Pink fog arose from the depths below and began to trail onto the sidewalk. The object twitched several more times as red spots bloomed on the fabric, growing until they seeped with wetness. Beads of blood, crimson and human, gathered into droplets, swelling until they ran down its sides.

More seizures jerked the object until it danced with frantic desperation. It bounced from one side to the other as if fighting to break itself free from the threads that kept it aloft. It flung red stringers onto the concrete, painting the slabs with crimson lines. The substance gathered into small rivulets and poured into the seams before racing toward the edges of the sidewalk and raining into the abyss. More blood than the object could possibly hold continued to leak from the rags, which were now soaked with the color of coagulation.

The drizzling weight threw itself in every direction that it could, sending its form swinging over the abyss and back like a wet pendulum. Every tangle, every criss-crossing of strings in the object’s frenetic dance sent it spinning. It threw out crimson sprays in pirouetting spirals. Vincent stumbled backward, narrowly avoiding being hit by the thing. The trails it left behind spread of their own accord, sending out rivers like tendrils to flow, in defiance of nature and gravity, over the sidewalk like a disease, like an infection. Vincent tried to back away, only to find the sidewalk had shortened and he had no room to move. Before the tendrils of blood could reach him, he did the only thing he could: he leapt off the platform.
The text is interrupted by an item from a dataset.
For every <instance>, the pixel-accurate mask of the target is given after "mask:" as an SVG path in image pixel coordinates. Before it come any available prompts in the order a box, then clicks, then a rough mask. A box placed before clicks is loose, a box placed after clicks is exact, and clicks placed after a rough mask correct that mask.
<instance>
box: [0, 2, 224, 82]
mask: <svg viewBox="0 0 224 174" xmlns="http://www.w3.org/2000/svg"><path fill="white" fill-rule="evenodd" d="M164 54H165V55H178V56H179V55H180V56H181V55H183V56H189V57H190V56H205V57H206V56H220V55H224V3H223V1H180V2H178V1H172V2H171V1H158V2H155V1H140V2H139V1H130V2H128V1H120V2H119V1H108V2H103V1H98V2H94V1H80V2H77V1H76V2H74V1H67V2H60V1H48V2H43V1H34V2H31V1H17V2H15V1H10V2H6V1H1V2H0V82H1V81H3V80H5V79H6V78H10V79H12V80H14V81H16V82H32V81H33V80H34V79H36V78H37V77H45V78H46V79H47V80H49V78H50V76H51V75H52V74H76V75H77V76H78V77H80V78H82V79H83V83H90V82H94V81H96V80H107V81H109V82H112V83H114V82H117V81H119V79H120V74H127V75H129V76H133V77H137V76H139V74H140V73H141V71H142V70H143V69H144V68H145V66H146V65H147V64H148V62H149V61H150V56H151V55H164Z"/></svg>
He found himself falling toward the yawning storm. He plunged into its mists until his world became nothing but black fog. His ears were filled with the sound of bestial panting. It was the respiration of the tantalons, malformed by whatever eldritch power sustained them. He could feel their moist breaths tickling his skin and rushing down the nape of his neck. He landed on something wet and felt it closing around him. A maw. It was one of the grinning aberrations, swallowing him whole into its warm, pulsating innards. It was also the Stalker, returning to finish its work, ready to sculpt him with new venom and a thousand knives. It was that channeler back in Pearl Wood, staring right at his face. He could not move, he was trapped in their iron vise. He could not–

“–Calm yourself, Vincent!” Menik commanded, “you are in danger. I trapped you in a shryken to save your life. If you withdraw it, you will fall to your death.”